Thanks and kind regards,
Richard Markievicz
Hello again
Thanks for sending over all the files.
I took a good look and the hang is happening inside our native proxy tunnel implementation, a deadlock can occur. I can't pinpoint the exact reason myself as I don't have access to the debug information for that library.
However with the dump files and the other information you've provided, I was able to make a reproduction of the problem on our side and I've sent all that information to the right developer. An internal ticket for the freezing issue has been created, and I'll link it back to this forum post so we'll update you once that is fixed.

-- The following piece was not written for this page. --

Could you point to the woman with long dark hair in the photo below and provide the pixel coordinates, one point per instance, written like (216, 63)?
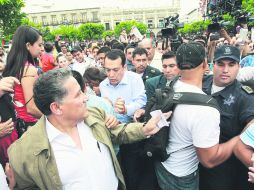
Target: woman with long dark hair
(27, 45)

In the meantime, thank you for your patience, and don't hesitate if you have further questions or comments
Kind regards,
Richard Markievicz
Thank you very much for addressing this issue. This is the last blocking point for implementing connections to windows hosts over plain HTTP Connect proxy tunnel, as possibility of freezing entire RDM in produciton environment was a strong no-go for this scenario. Until now we had to use SecugeGateway (ssh forwarding) but not all environments with windows VMs have a linux server that may act as a tunnel server...
Please inform me once this deadlock issue gets fixed and in which verison, so we will test it internally.
Best Regards,
Bart
Hi. Just checking up - do you have some news on this topic?